The words "Statically Typed" and "Haskell" made me click on something lisp related for once.

Now that the native ocaml repl has landed, can't we just slap a s-expression syntax on top of ocaml and call it a day? We would have homoiconicity and the macros that go with it, and still could call "(compile `some-code)". Isn't that enough?

I'd love that. The janky OCaml syntax is my least favorite part of the language.

Aside from the fact that slapping an s-expression syntax on top of a language typically leaves you with a fairly crappy Lisp, that would also lack the excellent Common Lisp interop that Coalton has.

OCaml is a better candidate than most. It already has a macro system (PPX), and the core language has a lot in common with Scheme.

The PPX macro system is far from perfect, that's the whole point of this idea: with the native REPL + an s-expression syntax, you have lisp-like macros for free.

Nothing will ever be enough, for all interpretations of the statement, reveling in all the irony, pathos, and prideful triumph that could possibly be extracted from such interpretations from here to eternity

Humans will keep inventing and remixing


We have a deep capacity for remixing.

> native ocaml repl has landed

What does this refer to?

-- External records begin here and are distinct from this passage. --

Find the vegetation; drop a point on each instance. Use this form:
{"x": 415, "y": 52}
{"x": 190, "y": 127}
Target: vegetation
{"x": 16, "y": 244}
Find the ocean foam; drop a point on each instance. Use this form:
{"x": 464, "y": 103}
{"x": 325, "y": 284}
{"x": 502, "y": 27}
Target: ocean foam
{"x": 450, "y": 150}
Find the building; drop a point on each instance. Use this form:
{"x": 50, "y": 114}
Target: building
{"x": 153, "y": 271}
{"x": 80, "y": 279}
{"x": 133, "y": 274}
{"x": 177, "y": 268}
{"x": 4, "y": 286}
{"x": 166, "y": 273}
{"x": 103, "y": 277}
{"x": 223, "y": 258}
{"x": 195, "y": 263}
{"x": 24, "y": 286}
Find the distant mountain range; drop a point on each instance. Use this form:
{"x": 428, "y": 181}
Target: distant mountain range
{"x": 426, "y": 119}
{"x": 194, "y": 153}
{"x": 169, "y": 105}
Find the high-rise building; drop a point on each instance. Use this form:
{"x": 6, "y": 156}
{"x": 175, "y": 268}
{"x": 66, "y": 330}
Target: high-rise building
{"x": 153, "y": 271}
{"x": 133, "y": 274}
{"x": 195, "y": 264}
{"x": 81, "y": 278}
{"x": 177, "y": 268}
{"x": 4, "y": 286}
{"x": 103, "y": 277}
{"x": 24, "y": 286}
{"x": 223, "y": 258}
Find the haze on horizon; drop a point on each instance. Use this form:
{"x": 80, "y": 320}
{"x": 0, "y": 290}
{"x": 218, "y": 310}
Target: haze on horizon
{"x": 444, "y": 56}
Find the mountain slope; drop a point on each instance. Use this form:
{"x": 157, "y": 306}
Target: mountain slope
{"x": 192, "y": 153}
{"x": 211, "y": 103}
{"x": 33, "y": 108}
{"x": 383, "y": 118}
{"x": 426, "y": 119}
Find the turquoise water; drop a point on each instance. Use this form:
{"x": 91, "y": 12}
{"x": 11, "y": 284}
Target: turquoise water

Most people use the OCaml `utop` REPL which isn't okay for some printf debugging but nowhere near what a Lisp could do.


There is a native toplevel hidden in OCaml5 source tree (not installed by default). So you can basically enter an expression, and the compiler will turn it into native code and dynamically load it. Interactive REPL with native code was not possible before that (apart from a short lived experiment long ago, if memory serves me well).